What if I told you that the stove you were using was bad for your family’s health, and that from now on you should only cook using a fancy new gadget that used some sort of specially designed fuel capsules? I imagine you’d have a few questions before you’d rush out to buy one of these “improved” stoves:

  • Where can I get one of these stoves? Is it available in my area?
  • How much does it cost?
  • Where do I get the pellet fuel?
  • How does it work?
  • Can I cook all of the same dishes on it that I’m used to preparing?
  • Does the food taste the same if it’s prepared on this new stove?
  • Does it cook food faster or slower than my current stove?
  • Will it fit in my kitchen?
  • If it breaks, who will fix it?
  • Do I know other people who have used these new stoves? What do they think of these gadgets?

These and other questions are currently facing households in Northern Ghana who are participating in the Prices, Peers, and Perceptions (P3) improved cookstove study. Since 2013, I’ve been working with colleagues at CU Boulder, NCAR, and the Navrongo Health Research Center in Ghana, to better understand how use of cleaner stoves could be scaled up in this region. This year, our interdisciplinary, international research team has partnered with a small Ghanaian NGO, the Organization for Indigenous Initiatives and Sustainability (ORGIIS), to implement a new set of interventions offering households different types of improved cookstoves at different prices.

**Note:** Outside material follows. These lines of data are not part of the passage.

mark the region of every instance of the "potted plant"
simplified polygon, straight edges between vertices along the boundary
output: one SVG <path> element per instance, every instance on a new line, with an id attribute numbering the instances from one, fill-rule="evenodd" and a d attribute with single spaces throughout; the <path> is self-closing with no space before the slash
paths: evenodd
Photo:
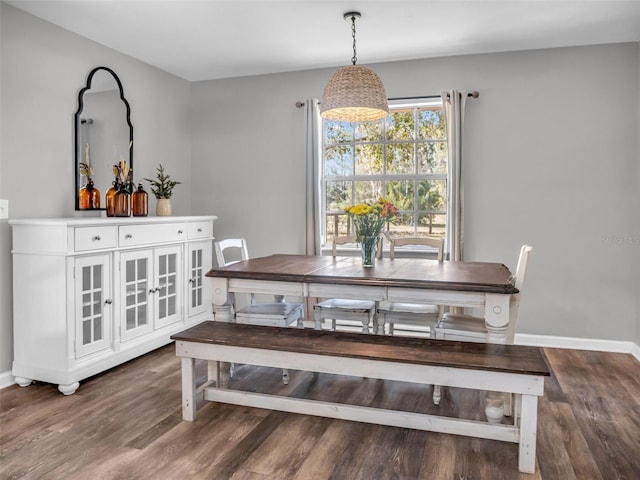
<path id="1" fill-rule="evenodd" d="M 173 189 L 182 182 L 171 180 L 171 177 L 164 173 L 162 164 L 160 164 L 157 170 L 158 173 L 156 173 L 155 180 L 151 178 L 145 178 L 145 180 L 151 185 L 151 193 L 153 193 L 158 200 L 156 215 L 168 216 L 171 215 L 171 196 L 173 195 Z"/>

In March, ORGIIS began the first set of interventions with study participants from the rural areas of our study region, the Kassena-Nankana Districts on Ghana’s northern border. ORGIIS holds small meetings in rural communities, inviting six households at a time to come and try out two different types of improved woodstoves, which use the same fuels households are used to but should produce less smoke. After the meeting, each participant is given an option to buy up to two stoves of either type. Because we are interested in learning about households’ willingness to pay for these stoves, the prices are randomized across different groups. In some meetings, households can get the stoves for free, while in other communities, participants must pay lower or higher prices for their stoves, though all households get a substantial discount over the stoves’ market price. (The full price of the more basic stove, called the Greenway Jumbo, is about $33, while the fancier ACE1 stove, which also includes a USB charging port and a small LED light, costs about $75.)

In this video, you can see ORGIIS and NHRC staff demonstrating these two stoves to study participants at a community meeting.

The other factor we are exploring is whether having social contacts that have experience with these stoves makes participants more or less likely to buy them. About half of our 300 rural P3 participants are from communities that were included in our earlier REACCTING cookstove study, which involved free distribution of similar stoves, while the other half are from different communities without much exposure to these stoves. We’ll be comparing stove purchasing and stove use choices for these “peer” and “non-peer” groups, and seeing how both prices and peers’ experience affect perceptions of these new stoves and their quality.

The rural intervention meetings will wrap up in April, and our team will visit Navrongo in May to plan an additional set of interventions that will offer liquefied petroleum gas (LPG) stoves to participants in the more urban central area of the study districts. While the challenge of cleaner cooking won’t be solved overnight, we hope that learning more about the factors that influence households’ choices will help point the way towards cleaner home environments and healthier communities.